Em causa estava uma queixa apresentada ao Ministério Público por a presidente da junta (liderada pelo PSD/CDS), Zilda Costa Silva, ter votado favoravelmente na Assembleia Municipal de Cascais, a 27 de maio, a aprovação do Plano de Pormenor do Espaço de Reestruturação Urbanística de Carcavelos-Sul (PPERUCS).
Segundo o Bloco de Esquerda, o PS, a CDU e o movimento independente SerCascais, a votação da autarca do PSD contrariou três "documentos de pronúncia desfavorável" ao plano aprovados pela assembleia de freguesia, em fevereiro e no final de abril de 2014, e por isso "o ato administrativo deverá ser declarado nulo, não produzindo quaisquer efeitos, devendo ser sujeita a medida cautelar, desde já, no sentido de se impedir danos irreversíveis para a comunidade e para o ambiente que decorrem desse ato".

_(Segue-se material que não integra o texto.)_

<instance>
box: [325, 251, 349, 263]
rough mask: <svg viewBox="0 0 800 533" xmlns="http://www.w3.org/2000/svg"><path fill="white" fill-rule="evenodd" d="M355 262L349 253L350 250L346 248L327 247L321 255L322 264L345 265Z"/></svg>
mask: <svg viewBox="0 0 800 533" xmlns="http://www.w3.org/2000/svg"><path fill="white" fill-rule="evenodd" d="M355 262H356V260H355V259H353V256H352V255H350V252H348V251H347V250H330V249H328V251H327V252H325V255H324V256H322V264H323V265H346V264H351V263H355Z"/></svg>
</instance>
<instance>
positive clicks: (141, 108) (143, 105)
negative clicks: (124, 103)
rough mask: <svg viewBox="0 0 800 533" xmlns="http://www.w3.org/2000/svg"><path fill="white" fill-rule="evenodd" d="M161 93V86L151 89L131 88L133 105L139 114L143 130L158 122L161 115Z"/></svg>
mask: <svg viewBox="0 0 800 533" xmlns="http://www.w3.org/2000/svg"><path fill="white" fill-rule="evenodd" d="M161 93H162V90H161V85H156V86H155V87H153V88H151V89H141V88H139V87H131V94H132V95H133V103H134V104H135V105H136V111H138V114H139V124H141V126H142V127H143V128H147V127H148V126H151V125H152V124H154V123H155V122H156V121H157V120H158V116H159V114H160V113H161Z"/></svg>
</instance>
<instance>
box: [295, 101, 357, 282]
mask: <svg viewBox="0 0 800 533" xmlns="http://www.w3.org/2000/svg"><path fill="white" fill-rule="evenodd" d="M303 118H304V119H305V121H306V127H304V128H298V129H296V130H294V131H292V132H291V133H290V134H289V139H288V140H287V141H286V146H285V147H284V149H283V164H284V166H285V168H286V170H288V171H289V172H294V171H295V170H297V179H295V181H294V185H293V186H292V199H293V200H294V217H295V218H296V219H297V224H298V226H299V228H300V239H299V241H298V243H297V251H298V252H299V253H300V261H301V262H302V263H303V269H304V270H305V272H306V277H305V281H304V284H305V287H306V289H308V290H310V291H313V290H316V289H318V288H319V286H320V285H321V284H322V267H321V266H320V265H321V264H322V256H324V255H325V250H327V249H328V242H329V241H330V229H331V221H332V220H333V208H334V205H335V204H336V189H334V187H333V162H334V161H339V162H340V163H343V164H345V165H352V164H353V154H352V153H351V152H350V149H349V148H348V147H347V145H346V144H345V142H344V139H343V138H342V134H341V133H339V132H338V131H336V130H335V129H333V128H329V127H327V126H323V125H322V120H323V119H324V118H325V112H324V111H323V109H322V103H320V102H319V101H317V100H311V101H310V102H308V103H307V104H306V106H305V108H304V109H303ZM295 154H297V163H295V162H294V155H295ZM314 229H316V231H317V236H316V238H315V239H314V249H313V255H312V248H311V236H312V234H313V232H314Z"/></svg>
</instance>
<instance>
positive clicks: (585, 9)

Se a presidente da junta de freguesia tivesse votado contra em assembleia municipal, apontam os partidos, o PPERUCS teria sido chumbado, já que foi aprovado com 19 votos a favor e 18 contra.
No entanto, de acordo com o despacho do Tribunal de Administrativo e Fiscal de Sintra, a que a Lusa teve hoje acesso, "não se proporá a referida ação especial de impugnação de ato administrativo, pelo que se determina o arquivamento dos autos".
"A presidente da junta de freguesia, membro por inerência na assembleia municipal, não só pode, nesta, exprimir livremente o seu voto, mas também [...], no domínio do ordenamento, as atribuições da freguesia traduzem-se em competências de colaboração e participação nos termos acordados com a Câmara Municipal", argumenta a procuradora-geral adjunta coordenadora do Tribunal Central Administrativo Sul.
O PPERUCS tem motivado diversas manifestações de cidadãos, que consideram o projeto um "atentado" ao ambiente e à qualidade de vida das pessoas.
O plano foi apresentado em novembro pela Câmara de Cascais (liderada pelo PSD/CDS-PP) e prevê a criação de 20 hectares de espaços verdes e de um ninho de empresas para estimular a criação de emprego.